The EQ-5D-5L has been migrated to several electronic modes of data collection. This study aimed to determine the measurement equivalence of the original paper-based instrument versus all available electronic modes.

This study comprehensively examined the equivalence of the EQ-5D-5L on all available electronic modes (i.e., handheld, tablet, interactive voice response, and web).
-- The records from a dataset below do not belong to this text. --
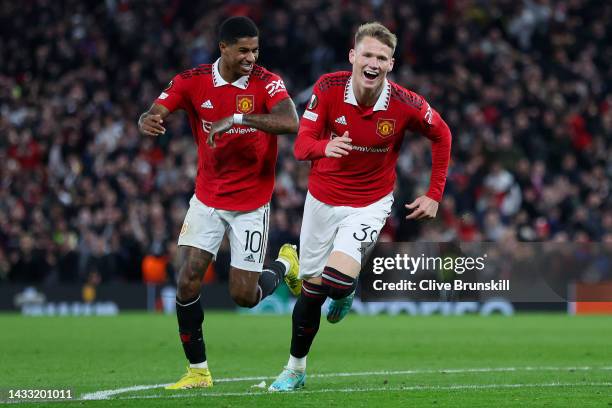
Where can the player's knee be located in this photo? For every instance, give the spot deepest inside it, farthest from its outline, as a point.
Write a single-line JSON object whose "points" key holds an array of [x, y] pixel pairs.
{"points": [[338, 284], [189, 283], [243, 297]]}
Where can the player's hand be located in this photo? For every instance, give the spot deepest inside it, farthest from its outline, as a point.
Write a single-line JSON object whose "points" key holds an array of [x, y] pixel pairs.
{"points": [[151, 125], [339, 146], [422, 208], [218, 128]]}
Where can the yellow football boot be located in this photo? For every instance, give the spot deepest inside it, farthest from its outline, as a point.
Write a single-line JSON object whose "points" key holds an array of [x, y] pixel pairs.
{"points": [[288, 253], [195, 378]]}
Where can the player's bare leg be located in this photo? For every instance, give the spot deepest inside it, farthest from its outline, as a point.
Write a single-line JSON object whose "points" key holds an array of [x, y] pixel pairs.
{"points": [[345, 267], [194, 263], [243, 287]]}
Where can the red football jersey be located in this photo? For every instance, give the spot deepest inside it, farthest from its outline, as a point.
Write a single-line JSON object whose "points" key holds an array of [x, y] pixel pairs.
{"points": [[238, 174], [368, 172]]}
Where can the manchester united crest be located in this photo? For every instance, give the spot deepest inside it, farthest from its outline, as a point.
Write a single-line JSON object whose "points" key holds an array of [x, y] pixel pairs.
{"points": [[385, 127], [245, 103]]}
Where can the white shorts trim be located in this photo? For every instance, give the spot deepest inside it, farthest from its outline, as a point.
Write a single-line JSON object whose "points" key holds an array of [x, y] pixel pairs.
{"points": [[327, 228], [204, 228]]}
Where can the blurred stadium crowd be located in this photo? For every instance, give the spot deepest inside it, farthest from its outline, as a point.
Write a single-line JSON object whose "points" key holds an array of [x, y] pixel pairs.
{"points": [[523, 85]]}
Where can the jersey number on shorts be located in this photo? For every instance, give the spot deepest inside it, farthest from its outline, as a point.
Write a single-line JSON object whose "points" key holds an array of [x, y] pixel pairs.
{"points": [[253, 241], [364, 234]]}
The comparisons of the paper format and the screen-based and phone-based formats of the EQ-5D-5L provided substantial evidence supporting the measurement equivalence of these modes of data collection.

1 Introduction

Assessing the measurement equivalence of paper-based instruments compared with the electronic data collection modes to which they have been migrated is recommended to ensure the comparability of scores between the electronic and paper-based modes [1]. Furthermore, assessing equivalence between and among various electronic modes provides additional evidence supporting the use of a particular instrument on multiple data collection modes, which can be beneficial to researchers who wish to use the measure among the various electronic modes [2]. The EQ-5D-5L is a patient-reported outcome (PRO) instrument commonly used in clinical trials to assess health-related quality of life [3]. The EQ-5D-5L has been migrated to several electronic modes of data collection [4], but there is a dearth of evidence supporting the measurement equivalence of the original paper-based instrument compared with those electronic modes. This study was designed to document the test–retest reliability of the paper-based EQ-5D-5L and comprehensively examine the equivalence of the available electronic modes (i.e., handheld, tablet, interactive voice response [IVR], and web). Hence, the overall aim of this study was to generate empirical evidence regarding the measurement equivalence of data collected via various modes for the EQ-5D-5L.

2 Methods

2.1 Study Assessment

The EQ-5D-5L is a 6-item generic measure of health status. Responses for the five-item descriptive system are assessed using a five-level verbal rating scale (VRS), and a single overall health status item is measured on a numeric rating scale from 0 to 100 (EQ VAS). Each of the items reference the participant’s health at the time of assessment (i.e., “today”). Two scores are produced: a population preference-based index value (i.e., EQ-5D index) based on the five descriptive items and a health status score based on the global EQ VAS item [5]. The EQ-5D-5L was the only assessment included in this study and was completed in person by participants at market research interview facilities in the UK.

2.2 Study Design

As part of the foundational work for this study, the test–retest reliability of the paper-based UK English format of the EQ-5D-5L was assessed using a single-group, single-visit, two-period, repeated-measures design. In total, 60 participants were recruited to complete one paper assessment of the EQ-5D-5L, followed by a 30-min distraction task (e.g., Sudoku or crossword puzzles, reading, or watching TV), and then the second paper assessment of the EQ-5D-5L. The distraction task was included in an attempt to wash out any memory effect that may bias the results of the study. Descriptive statistics, mean differences, and intraclass correlation coefficient (ICC) were calculated. These data formed the basis upon which we compared the data generated by the electronic modes of the EQ-5D-5L.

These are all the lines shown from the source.